Hedvig is a language coach, linguist and freelance researcher. Her mission is to change the way we in the UK talk about language learning. She’s passionate about diversity, learning, psychology, and technology.

Make room for failure, then make progress

Make room for failure, then make progress

If failure were a person, how would you greet them? Would you avoid them, would you ask them to go bother someone else, or would you treat them like a friend?

I would go up to them and give them a big hug of thanks.

Why? I recently found myself knee-deep in uncharted territory, facing the possibility of failure. More specifically, I faced the possibility of letting people down and damaging my relatively new reputation as a language coach.

I returned last week from Budapest, where my colleague Krisztina Fekete and I ran workshops that helped participants become better language learners. Sessions included an introduction to how the brain learns, learning style diagnostics, a motivation and planning workshop, and a discussion around what prevents language learners from making real progress.

Krisztina Fekete sharing the professional benefits of foreign language learning.

Krisztina Fekete sharing the professional benefits of foreign language learning.

To Krisztina and me, these workshops were an experiment, our shared brain child, and a Big Deal. The same idea had come to us both separately earlier this year, and when through serendipity we met in Bratislava in May, our shared enthusiasm was undeniable: We both wanted to create opportunities for people to explore non-traditional ways of learning languages.

In the face of uncertainty

Of course, there were a lot of unknowns. Krisztina and I had just met, and naturally had never worked together. I heard from people who had taken her Hungarian crash course that she was an engaging teacher with an unconventional style, and we shared the same ambition, so this was our starting point. My impression of her was someone professional, curious, knowledgeable and driven. But was I up to the challenge? Who was I, a relative novice in the language learning industry, to put together a “Language Bath”?

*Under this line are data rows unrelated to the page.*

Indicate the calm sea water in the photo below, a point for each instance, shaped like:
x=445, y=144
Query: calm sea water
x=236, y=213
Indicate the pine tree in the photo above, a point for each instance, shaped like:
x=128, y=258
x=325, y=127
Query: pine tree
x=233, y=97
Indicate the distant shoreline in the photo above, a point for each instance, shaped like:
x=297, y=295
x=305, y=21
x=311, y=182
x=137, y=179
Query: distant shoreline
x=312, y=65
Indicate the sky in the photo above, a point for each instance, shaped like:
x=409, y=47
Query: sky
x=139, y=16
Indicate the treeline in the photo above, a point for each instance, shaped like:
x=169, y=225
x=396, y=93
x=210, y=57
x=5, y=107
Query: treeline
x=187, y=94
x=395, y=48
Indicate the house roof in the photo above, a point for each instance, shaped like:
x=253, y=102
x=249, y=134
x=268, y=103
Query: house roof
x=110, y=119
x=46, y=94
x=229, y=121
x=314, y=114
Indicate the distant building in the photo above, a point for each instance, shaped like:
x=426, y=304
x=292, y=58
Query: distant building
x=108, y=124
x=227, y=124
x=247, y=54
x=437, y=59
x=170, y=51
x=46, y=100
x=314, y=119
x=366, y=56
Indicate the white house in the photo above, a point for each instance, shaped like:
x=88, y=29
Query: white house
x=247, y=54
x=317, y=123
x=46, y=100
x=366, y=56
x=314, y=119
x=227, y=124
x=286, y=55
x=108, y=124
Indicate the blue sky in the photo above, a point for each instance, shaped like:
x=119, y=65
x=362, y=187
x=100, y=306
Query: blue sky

In design and innovation projects, uncertainty is the norm, and failures are a part of success. I’m usually comfortable with this approach from my past in marketing, design and the startup-founded vyn. But for the first time in my life, this potential failure felt deeply personal, because it had been my idea from the beginning. I’d never wanted something to go well this badly.

Fast forward to two weeks ago, everything is planned and ready, yet my nerves are building. I worry about all the things that could go wrong. I think about any sceptical questions and comments from family and friends - what if they're right? I don't sleep well and I keep waking up to write down little ideas or tweaks. I worry about worrying: What if my nervousness just keeps increasing until I'm just a mumbling mess by the time the workshops come around?

I realise I need to shift my focus onto the bigger picture. Friday 4th October, I write about this nervousness in my diary. I try to imagine the long-term effects of this workshop if it goes terribly. Chances are, even if it’s a fiasco, if participants get bored or confused, or if no one shows up, even if we get terrible feedback, chances are nothing will happen. In 5 years, at worst, the failure will be a boring blip in a series of much more meaningful events. At best, it will be a learning experience.

I believe it was this writing process that helped me find a sense of serenity in the final days before the first workshop. The morning of the first session, as I was waiting for the Hev train on our way into Budapest, I realised that even if we fail, I'll be happy. We'll be fine. And that's when my nerves disappeared.

Accepting failure in language learning

A wonderful side-effect of learning a foreign language is that mistakes are an integral part of making progress. If you're not making mistakes, you're not using the language creatively. You're not testing the boundaries of the language. If you find the peace of mind to welcome mistakes, you're also lowering your stress levels (likely reducing both cortisol levels and amygdala activity), which helps you think more clearly. In other words, by accepting mistakes you are probably less likely to make them.

I believe this held true during the Language Bath workshops, too. When the time came, I didn't feel nervous at all, and I was more present and alert as a result. Based on the feedback from participants, it must have showed.

Participants got curious about the brain as they found their learning styles.

Participants got curious about the brain as they found their learning styles.

Making time for the big picture

I’m glad I took the time to do some journaling and realise the bigger picture, taking my focus away from the little details that had started to stress me out. In the long term, failure is a friend and should be treated as such.

Looking forward, what mistakes will you embrace?